By Daumier in "Charivari."

It is not strange that during these years American cartoonists concerned themselves but little with matters outside of their own country. For more than a decade after the close of the Franco-Prussian War there were very few episodes which assumed international importance, and still fewer in which the United States had any personal interest. France was amply occupied in recovering from the effects of her exhaustive struggle; United Germany was undergoing the process of crystallizing into definite form. Europe, as a whole, had no more energy than was needed to attend to domestic affairs and to keeping a jealous eye upon English ambition in Egypt and Russian aggression in the Balkan States. For some little time after the French Commune echoes of that internecine struggle were still to be found in the work of caricaturists, both in France and Germany. Before taking final leave of that veteran French artist, Honoré Daumier, it seems necessary to allude briefly to a few of the cartoons of that splendidly tragic series of his old age dealing with the France which, having undergone the horrors of the Germanic invasion and of the Commune, is shattered but not broken, and begins to look forward with wistful eyes to a time when she shall have recovered her strength and her prosperity. One of the most striking of these cartoons represents France as a deep-rooted tree which has been bent and rent by the passing whirlwind. "Poor France! The branches are broken, but the trunk holds always." Simple as the design is, the artist by countless touches of light and of shadow has given it a somber significance which long remains in the memory. It was to Napoleon that Daumier bitterly ascribed the misfortunes of La Patrie, and in these cartoons he lost no opportunity of attacking Napoleonic legend. Stark and dead, nailed to the Book of History is the Imperial eagle. "You will remain outside, nailed fast on the cover, a hideous warning to future generations of Frenchmen," is Daumier's moral. Of brighter nature is the cartoon called "The New Year." It represents the dawning of 1872, and portrays France sweeping away the last broken relics of her period of disaster.

"You shall stay there, nailed to the Cover, a Warning to Future Generations of Frenchmen."

By Daumier in "Charivari."

In Germany, also, one finds a few tardy cartoons bearing upon Napoleon III. Even in the Fliegende Blätter, a periodical which throughout its history has confined itself, with few exceptions, to social satire, perennial skits upon the dignified Herr Professor, the self-important young lieutenant, the punctilious university student, one famous cartoon appeared late in the year 1871, entitled "The Root of All Evil." It portrayed Napoleon III., as a gigantic, distorted vegetable of the carrot or turnip order, his flabby features distended into tuberous rotundity, the familiar hall-mark of his sweeping mustache and imperial lengthened grotesquely into the semblance of a threefold root.
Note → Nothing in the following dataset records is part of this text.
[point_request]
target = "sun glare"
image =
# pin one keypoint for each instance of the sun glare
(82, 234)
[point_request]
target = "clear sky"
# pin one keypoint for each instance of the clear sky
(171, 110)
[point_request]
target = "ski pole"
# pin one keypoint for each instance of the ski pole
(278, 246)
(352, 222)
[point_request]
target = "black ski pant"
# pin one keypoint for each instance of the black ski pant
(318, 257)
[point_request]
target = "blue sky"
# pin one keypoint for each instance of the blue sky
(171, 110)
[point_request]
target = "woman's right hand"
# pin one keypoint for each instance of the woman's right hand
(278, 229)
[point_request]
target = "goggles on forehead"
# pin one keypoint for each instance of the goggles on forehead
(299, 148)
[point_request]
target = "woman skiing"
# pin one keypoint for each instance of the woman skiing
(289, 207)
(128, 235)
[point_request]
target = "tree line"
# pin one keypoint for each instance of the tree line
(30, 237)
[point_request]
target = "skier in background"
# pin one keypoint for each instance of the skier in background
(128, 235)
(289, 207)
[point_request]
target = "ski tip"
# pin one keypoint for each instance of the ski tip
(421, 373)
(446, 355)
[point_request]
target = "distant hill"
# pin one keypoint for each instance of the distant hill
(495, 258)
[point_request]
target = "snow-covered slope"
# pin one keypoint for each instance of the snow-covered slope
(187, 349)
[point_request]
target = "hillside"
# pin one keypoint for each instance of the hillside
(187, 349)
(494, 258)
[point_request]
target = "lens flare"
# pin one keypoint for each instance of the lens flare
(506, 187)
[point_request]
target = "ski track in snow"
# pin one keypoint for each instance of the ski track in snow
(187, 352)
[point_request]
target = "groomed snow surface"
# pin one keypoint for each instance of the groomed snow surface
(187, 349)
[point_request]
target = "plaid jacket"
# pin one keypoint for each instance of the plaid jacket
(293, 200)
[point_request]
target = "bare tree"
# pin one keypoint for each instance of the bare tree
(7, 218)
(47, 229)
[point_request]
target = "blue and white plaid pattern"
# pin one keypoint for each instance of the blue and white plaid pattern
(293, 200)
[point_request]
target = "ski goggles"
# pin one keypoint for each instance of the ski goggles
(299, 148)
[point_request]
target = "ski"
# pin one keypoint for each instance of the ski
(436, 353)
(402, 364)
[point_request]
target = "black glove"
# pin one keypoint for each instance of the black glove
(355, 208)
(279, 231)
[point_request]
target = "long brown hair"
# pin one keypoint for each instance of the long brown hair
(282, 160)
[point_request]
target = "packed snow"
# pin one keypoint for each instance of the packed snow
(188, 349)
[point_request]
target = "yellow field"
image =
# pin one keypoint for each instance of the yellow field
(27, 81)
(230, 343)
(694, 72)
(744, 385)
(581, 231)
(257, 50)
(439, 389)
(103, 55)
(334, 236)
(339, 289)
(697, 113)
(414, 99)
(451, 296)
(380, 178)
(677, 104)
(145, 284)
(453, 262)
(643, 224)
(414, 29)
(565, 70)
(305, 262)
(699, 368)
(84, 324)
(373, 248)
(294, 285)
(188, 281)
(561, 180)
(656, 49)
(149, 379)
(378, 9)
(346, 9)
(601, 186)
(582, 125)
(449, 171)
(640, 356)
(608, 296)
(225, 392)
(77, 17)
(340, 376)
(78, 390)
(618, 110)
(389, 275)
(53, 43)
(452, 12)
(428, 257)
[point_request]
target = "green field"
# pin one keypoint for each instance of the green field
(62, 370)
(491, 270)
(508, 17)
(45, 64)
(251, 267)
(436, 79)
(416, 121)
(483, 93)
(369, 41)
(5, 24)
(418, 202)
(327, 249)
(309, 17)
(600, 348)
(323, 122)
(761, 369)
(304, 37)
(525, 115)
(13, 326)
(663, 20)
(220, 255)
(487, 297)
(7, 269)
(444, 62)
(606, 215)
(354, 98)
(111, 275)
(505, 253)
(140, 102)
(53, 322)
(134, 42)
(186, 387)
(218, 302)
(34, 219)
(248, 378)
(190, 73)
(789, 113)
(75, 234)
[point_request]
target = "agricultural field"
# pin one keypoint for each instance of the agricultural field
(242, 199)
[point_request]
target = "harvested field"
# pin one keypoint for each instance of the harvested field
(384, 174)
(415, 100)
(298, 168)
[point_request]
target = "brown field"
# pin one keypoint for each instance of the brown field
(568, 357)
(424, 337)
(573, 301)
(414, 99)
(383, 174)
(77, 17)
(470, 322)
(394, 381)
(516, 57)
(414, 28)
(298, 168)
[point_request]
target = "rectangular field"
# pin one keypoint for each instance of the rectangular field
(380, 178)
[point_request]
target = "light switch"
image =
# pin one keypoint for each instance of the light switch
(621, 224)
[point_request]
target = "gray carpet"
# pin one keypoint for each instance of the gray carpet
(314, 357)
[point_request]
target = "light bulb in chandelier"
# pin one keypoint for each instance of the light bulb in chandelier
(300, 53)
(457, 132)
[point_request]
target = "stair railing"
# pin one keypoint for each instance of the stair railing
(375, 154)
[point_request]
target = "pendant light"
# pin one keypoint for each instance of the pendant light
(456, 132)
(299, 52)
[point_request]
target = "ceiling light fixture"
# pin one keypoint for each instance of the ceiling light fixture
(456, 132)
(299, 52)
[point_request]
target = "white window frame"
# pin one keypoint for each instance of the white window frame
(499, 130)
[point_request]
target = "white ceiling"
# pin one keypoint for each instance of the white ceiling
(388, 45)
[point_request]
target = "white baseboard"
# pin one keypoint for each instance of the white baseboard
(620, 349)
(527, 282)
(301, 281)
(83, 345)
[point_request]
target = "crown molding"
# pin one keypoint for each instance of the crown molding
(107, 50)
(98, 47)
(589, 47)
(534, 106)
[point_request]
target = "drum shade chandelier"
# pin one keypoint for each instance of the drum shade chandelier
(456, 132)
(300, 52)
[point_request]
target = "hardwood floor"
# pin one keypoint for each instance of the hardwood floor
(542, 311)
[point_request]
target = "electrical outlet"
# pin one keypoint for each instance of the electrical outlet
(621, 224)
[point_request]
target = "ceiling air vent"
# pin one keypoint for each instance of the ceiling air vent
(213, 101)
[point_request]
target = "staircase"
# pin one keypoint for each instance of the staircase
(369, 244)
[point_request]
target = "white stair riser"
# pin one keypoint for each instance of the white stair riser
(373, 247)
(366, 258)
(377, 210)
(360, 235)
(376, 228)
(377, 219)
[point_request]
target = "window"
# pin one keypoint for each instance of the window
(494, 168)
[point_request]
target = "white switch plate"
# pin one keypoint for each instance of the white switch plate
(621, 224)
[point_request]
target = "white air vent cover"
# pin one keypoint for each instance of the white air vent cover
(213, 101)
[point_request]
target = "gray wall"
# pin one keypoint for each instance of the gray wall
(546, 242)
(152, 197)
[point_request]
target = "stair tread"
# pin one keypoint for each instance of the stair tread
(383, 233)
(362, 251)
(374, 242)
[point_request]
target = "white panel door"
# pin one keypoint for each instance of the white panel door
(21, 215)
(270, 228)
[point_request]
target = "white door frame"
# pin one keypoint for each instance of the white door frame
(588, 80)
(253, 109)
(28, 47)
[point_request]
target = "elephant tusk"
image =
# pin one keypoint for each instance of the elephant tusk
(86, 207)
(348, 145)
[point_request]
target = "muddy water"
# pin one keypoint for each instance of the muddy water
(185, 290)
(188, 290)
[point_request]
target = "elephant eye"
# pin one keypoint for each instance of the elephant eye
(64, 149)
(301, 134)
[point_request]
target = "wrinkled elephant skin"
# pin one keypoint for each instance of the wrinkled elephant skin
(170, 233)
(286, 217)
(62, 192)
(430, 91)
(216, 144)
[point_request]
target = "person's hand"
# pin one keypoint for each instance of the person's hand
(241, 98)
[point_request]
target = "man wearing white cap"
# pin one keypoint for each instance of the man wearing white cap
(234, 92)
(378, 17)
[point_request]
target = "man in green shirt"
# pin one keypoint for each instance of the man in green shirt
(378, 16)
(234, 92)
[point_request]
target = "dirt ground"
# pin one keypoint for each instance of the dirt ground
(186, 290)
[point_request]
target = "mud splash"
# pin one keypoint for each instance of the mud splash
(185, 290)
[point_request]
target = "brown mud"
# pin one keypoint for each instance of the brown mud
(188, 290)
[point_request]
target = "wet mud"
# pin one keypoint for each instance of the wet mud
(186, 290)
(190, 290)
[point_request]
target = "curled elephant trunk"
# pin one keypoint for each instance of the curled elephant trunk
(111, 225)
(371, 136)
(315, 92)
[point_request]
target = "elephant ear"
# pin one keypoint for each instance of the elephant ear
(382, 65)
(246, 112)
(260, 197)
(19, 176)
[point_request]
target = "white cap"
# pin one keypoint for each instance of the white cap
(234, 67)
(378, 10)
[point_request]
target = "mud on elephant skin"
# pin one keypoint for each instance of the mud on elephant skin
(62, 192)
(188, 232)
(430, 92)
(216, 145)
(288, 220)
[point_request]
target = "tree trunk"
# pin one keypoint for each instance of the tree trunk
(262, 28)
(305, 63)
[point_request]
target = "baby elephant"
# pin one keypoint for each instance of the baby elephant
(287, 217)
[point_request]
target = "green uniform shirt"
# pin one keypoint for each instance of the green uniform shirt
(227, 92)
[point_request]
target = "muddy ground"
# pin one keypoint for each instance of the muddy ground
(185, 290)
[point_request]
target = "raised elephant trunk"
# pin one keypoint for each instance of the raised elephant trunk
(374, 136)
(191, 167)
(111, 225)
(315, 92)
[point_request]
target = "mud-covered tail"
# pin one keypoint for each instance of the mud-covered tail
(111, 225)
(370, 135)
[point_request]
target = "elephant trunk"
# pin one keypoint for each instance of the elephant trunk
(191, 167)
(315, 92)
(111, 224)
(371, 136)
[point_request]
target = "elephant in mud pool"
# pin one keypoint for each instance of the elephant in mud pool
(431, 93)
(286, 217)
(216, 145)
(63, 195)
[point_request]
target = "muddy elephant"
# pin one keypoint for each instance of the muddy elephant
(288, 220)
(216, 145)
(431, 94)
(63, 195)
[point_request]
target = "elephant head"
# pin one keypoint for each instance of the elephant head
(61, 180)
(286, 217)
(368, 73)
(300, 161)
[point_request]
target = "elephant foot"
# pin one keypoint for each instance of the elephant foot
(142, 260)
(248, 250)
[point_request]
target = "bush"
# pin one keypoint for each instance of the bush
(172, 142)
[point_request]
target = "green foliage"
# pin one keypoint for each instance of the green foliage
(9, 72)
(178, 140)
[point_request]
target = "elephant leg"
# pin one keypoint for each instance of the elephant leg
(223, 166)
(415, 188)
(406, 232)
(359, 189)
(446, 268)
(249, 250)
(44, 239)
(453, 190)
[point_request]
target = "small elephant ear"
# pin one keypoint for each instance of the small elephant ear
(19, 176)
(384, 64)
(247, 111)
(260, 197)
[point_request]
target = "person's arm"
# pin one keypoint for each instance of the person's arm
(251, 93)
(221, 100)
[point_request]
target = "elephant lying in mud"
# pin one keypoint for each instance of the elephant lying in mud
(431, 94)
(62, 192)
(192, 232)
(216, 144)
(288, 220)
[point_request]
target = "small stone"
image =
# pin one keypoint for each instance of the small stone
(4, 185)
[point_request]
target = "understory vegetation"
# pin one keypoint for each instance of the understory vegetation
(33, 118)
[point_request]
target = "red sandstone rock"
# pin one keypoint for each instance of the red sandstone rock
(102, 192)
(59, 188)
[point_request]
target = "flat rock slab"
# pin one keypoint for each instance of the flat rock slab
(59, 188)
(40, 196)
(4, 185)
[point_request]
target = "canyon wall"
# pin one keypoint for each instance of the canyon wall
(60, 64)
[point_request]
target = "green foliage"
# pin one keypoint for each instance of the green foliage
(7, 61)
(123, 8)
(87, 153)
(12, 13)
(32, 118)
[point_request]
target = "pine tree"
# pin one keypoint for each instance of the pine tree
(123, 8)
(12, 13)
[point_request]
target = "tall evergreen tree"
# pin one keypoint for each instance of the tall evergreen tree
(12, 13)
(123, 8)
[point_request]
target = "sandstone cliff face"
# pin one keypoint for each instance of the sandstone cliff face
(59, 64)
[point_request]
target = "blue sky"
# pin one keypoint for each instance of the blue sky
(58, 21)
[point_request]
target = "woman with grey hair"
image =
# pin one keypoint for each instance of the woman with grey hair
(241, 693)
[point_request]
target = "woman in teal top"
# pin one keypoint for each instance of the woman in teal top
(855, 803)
Still better known is a series of cartoons which ran through half a dozen numbers of the Fliegende Blätter, entitled "The Franco-Prussian War: A Tragedy in Five Acts," in which the captions are all clever applications of lines from Schiller's "Maid of Orleans". As compared with the work of really great cartoonists, this series has little to make it memorable. But as an expression of a victorious nation's good-natured contempt, its tendency to view the whole fierce struggle of 1870-71 as an amusing farce enacted by a company of grotesque marionettes, it is not without significance and interest.